Между тем первая «большая и обстоятельная» книга на эту тему была написана не «грядущим ученым», а участником литературной жизни послереволюционного эмигрантского сообщества — в 1956 году в Нью-Йорке вышла «Русская литература в изгнании» Глеба Струве. Здесь необходимо сделать еще одну методологическую оговорку, по всей видимости, последнюю. «Незамеченное поколение» Варшавского появляется в том же 1956 году, «Одиночество и свобода» Адамовича — только на год раньше, «Поля Елисейские» Яновского — много позднее, в 1983-м. Понятно, что в данном случае грань между основными источниками и «литературой вопроса» особенно условна. Для нас здесь определяющую роль будет играть не «полнота изложения», не «доказательность», иными словами, не критерии «научного» или «критического» языка (которые сами по себе проблематичны), а модальность высказывания — значимость авторского «я», выясняющего отношения с воссоздаваемым коллективным образом эмигрантской литературы. Под выяснением отношений, конечно, подразумевается не только идентификация с когортой «молодых» или «незамеченных» литераторов, но и противопоставление себя этому коллективному образу — так, статьи и воспоминания, в которых Зинаида Шаховская активно отрицает собственную принадлежность «незамеченному поколению», будут рассматриваться в следующих главах, вместе с основными источниками, в то время как книга Струве, практически лишенная личных местоимений, подчеркнуто дистанцированная от описываемых литературных событий, — вместе с исследованиями «грядущих историков».
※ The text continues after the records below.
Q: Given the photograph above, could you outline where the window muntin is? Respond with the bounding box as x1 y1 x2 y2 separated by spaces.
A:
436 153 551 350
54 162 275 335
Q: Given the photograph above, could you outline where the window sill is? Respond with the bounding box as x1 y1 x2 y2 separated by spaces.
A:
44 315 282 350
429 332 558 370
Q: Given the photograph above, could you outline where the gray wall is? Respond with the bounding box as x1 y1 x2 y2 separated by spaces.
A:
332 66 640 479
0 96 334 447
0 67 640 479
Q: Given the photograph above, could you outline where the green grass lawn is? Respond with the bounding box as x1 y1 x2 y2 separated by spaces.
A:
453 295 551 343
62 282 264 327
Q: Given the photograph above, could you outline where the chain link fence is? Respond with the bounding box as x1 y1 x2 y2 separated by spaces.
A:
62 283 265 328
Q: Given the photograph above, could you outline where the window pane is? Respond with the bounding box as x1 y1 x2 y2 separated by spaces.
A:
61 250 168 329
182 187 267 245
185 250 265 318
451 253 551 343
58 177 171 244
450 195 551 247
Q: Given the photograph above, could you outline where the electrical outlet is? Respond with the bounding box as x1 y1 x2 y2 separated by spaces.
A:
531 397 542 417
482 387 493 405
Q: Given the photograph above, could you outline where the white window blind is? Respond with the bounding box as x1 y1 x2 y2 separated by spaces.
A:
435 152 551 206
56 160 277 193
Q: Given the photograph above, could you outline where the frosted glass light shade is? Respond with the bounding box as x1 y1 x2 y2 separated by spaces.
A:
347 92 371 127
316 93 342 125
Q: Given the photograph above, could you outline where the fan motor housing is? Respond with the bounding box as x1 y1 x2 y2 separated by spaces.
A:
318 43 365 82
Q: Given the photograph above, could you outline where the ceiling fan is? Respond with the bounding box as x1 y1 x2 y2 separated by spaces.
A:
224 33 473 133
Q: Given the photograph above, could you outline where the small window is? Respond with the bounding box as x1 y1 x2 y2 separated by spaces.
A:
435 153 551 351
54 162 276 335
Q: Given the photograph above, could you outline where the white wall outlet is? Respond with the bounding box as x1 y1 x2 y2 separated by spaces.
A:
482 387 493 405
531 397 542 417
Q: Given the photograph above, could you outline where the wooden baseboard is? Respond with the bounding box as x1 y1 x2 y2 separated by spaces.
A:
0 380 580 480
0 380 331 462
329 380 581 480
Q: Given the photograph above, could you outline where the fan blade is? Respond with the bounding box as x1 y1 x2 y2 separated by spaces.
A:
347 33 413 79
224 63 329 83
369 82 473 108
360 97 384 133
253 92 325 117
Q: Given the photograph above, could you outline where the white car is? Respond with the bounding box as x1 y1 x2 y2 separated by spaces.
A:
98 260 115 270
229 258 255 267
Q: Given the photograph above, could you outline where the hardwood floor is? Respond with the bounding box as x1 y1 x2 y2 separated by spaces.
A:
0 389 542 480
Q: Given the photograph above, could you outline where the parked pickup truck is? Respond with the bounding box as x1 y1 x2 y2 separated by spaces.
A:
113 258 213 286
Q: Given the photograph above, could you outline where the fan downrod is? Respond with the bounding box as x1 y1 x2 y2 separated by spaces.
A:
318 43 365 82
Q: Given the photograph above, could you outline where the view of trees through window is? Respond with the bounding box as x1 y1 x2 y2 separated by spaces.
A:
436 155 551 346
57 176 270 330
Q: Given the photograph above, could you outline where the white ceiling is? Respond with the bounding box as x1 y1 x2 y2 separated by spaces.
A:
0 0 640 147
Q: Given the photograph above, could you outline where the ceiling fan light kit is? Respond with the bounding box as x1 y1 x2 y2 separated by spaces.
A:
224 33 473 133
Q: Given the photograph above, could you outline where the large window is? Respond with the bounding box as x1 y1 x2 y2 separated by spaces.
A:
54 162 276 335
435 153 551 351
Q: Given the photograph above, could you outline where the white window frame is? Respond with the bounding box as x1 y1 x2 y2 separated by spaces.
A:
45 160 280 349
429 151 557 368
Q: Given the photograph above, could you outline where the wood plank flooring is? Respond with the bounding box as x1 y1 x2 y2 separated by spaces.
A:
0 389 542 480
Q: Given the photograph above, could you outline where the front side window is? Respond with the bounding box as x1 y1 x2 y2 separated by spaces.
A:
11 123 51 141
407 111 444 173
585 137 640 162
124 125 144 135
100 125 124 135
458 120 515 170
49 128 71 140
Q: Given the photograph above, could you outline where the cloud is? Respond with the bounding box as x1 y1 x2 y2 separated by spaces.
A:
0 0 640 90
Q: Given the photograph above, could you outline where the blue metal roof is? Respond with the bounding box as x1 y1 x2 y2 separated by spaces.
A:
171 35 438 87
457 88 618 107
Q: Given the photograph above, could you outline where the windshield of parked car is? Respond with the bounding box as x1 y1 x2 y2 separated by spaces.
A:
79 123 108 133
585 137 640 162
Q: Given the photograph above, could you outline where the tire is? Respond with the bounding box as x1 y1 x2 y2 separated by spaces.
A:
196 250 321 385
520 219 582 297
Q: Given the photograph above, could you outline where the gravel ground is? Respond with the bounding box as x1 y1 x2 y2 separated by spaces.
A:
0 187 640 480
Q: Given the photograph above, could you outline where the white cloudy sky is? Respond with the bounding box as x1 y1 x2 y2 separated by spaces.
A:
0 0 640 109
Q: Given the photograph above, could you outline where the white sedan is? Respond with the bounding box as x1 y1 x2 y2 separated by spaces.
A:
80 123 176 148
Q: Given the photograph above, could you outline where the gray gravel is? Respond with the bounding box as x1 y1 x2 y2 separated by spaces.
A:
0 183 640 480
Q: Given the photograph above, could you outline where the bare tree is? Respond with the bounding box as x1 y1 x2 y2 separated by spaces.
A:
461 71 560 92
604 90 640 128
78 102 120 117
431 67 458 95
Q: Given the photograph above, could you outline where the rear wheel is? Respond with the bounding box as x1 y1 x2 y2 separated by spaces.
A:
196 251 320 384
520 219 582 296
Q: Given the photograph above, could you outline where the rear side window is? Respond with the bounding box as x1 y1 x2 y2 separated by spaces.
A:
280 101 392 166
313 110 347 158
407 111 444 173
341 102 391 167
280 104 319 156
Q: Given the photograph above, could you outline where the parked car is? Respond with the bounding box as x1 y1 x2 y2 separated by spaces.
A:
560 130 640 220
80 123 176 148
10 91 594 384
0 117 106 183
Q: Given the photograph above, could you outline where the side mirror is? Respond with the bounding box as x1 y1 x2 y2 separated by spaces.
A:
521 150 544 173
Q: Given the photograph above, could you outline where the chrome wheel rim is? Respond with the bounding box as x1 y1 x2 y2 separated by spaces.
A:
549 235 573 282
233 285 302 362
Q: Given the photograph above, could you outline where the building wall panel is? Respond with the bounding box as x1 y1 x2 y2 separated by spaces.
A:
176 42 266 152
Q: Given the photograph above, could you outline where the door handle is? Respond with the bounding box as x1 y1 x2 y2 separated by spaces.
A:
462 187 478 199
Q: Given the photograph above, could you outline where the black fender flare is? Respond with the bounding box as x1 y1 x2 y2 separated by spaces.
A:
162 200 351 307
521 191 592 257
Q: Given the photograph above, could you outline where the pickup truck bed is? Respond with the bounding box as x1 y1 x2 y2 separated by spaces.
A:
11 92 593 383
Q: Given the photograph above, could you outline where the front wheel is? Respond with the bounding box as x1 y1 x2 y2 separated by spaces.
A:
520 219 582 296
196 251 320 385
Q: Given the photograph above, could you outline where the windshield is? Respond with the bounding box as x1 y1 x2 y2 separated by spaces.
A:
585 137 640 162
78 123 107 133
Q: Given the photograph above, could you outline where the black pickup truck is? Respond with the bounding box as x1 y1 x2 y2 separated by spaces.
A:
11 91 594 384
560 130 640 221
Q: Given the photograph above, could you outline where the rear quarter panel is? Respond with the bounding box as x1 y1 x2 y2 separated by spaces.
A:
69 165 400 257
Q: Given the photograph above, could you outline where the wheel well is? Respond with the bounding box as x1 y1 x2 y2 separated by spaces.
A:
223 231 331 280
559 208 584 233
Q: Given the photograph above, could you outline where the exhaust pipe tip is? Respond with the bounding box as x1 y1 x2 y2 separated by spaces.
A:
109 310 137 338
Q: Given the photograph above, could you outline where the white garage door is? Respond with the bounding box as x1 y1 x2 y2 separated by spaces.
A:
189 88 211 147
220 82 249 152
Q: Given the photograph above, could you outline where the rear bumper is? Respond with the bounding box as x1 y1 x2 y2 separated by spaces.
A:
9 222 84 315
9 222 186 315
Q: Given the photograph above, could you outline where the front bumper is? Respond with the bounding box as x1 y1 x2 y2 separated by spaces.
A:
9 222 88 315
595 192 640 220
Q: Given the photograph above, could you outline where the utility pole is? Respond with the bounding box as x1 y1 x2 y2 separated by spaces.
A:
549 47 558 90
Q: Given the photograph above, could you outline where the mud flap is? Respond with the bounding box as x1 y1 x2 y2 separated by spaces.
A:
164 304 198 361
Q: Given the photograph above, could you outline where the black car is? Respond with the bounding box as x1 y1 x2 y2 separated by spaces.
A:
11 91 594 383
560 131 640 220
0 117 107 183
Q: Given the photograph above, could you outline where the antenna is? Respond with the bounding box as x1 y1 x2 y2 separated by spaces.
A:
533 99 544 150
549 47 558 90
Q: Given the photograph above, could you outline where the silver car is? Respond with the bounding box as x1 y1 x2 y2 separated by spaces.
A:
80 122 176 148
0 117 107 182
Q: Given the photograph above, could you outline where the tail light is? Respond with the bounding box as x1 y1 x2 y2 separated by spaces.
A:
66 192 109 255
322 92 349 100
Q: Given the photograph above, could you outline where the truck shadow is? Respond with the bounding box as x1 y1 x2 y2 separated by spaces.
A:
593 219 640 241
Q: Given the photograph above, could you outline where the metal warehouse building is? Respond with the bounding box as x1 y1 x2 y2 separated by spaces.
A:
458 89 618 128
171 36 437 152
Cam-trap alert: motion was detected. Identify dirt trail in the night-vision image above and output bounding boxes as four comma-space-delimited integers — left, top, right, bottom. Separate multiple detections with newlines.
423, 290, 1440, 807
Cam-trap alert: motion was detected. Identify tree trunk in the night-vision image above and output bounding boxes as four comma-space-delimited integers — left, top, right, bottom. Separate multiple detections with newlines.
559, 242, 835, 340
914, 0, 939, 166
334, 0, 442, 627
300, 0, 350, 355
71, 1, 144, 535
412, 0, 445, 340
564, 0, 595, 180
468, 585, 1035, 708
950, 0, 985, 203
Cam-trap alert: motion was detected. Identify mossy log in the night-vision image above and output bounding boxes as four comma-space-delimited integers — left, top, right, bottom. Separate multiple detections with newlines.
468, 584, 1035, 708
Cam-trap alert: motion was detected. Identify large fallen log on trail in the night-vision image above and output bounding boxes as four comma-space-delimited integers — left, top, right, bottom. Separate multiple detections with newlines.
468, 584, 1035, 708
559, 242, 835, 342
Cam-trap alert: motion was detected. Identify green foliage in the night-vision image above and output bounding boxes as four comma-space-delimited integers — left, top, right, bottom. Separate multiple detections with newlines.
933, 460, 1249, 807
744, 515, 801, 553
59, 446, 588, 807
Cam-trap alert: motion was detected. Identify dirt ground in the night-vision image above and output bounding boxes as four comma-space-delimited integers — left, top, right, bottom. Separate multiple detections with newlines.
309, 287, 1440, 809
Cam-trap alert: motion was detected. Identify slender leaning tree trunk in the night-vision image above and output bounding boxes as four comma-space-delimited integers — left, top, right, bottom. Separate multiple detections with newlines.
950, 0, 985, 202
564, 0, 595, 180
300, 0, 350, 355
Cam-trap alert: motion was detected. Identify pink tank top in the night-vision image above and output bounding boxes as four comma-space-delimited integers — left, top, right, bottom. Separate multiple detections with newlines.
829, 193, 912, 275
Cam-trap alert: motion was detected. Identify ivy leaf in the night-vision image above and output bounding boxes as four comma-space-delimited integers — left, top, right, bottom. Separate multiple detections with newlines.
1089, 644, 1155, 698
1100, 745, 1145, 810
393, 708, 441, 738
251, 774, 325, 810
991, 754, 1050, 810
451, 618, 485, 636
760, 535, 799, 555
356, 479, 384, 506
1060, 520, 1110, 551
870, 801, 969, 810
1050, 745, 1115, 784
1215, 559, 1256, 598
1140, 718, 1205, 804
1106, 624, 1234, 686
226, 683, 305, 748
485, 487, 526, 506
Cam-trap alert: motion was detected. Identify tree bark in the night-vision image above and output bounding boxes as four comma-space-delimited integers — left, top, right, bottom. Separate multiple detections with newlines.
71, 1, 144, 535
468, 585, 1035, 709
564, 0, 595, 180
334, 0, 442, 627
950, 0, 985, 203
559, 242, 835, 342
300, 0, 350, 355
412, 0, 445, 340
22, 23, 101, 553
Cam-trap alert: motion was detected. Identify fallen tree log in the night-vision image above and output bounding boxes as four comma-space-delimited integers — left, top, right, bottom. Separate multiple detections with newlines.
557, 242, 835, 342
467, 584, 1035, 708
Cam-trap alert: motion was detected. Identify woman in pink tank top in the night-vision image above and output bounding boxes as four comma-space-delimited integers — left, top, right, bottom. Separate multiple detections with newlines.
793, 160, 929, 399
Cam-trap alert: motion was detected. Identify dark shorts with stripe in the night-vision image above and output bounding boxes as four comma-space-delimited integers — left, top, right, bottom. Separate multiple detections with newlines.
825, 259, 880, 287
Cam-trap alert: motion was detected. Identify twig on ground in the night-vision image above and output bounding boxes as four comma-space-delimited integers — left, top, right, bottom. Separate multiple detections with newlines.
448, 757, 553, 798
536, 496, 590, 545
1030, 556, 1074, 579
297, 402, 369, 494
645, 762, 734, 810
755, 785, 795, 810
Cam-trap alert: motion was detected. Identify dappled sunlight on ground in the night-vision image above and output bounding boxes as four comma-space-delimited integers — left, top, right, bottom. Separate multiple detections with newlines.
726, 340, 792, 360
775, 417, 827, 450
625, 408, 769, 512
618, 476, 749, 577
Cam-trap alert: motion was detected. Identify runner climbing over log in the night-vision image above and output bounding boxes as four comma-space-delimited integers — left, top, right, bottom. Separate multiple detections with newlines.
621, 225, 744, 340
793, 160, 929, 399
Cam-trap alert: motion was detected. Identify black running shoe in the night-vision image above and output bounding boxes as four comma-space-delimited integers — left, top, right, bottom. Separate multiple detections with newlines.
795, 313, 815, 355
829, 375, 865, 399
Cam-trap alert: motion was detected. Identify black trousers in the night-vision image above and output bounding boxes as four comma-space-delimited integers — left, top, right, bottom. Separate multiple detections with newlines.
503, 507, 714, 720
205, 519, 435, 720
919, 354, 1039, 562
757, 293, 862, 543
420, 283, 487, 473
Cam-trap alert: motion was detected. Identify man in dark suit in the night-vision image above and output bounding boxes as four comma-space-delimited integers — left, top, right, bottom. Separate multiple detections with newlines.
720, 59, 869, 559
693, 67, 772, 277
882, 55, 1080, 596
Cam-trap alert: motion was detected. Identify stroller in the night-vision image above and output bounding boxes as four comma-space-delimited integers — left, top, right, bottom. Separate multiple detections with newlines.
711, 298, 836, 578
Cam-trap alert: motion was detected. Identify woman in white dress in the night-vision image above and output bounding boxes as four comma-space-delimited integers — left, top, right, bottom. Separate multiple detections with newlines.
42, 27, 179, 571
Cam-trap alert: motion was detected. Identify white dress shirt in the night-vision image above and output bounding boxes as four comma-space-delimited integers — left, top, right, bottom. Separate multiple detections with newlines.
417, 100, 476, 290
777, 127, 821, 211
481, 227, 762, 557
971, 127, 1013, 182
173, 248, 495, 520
Итак, жанр солидного тома Струве обозначен как «Опыт исторического обзора зарубежной литературы». В оглавление вынесены опорные точки рассказываемой истории — ее географические координаты, периоды, поколения и имена — по этим рубрикам и производится инвентаризация литературных событий. Тот же принцип, те же рубрики явно доминируют в последующих монографиях и сборниках. Заглавия этих книг (часто взаимозаменяемые, а нередко дословно совпадающие друг с другом), как правило, не столько обозначают проблему, сколько называют предмет исследования: «Русская литература в эмиграции», «Литература русского зарубежья», «Русское литературное зарубежье», «Литературное зарубежье», «Литературные центры русского зарубежья», «Культурное наследие российской эмиграции», «Культура российского зарубежья». Едва ли не самая распространенная форма, в которой преподносится история «русской литературы в эмиграции», — энциклопедия, справочник[88]. Разумеется, один из обширных энциклопедических словарей был озаглавлен «Золотая книга русской эмиграции»[89]. За последние десять лет в России выходит множество учебных пособий[90], а одно из наиболее объемных изданий по нашей теме — монографию «Литература русского зарубежья» Олега Михайлова — легко принять за учебник, увидев характерные цитаты на форзаце.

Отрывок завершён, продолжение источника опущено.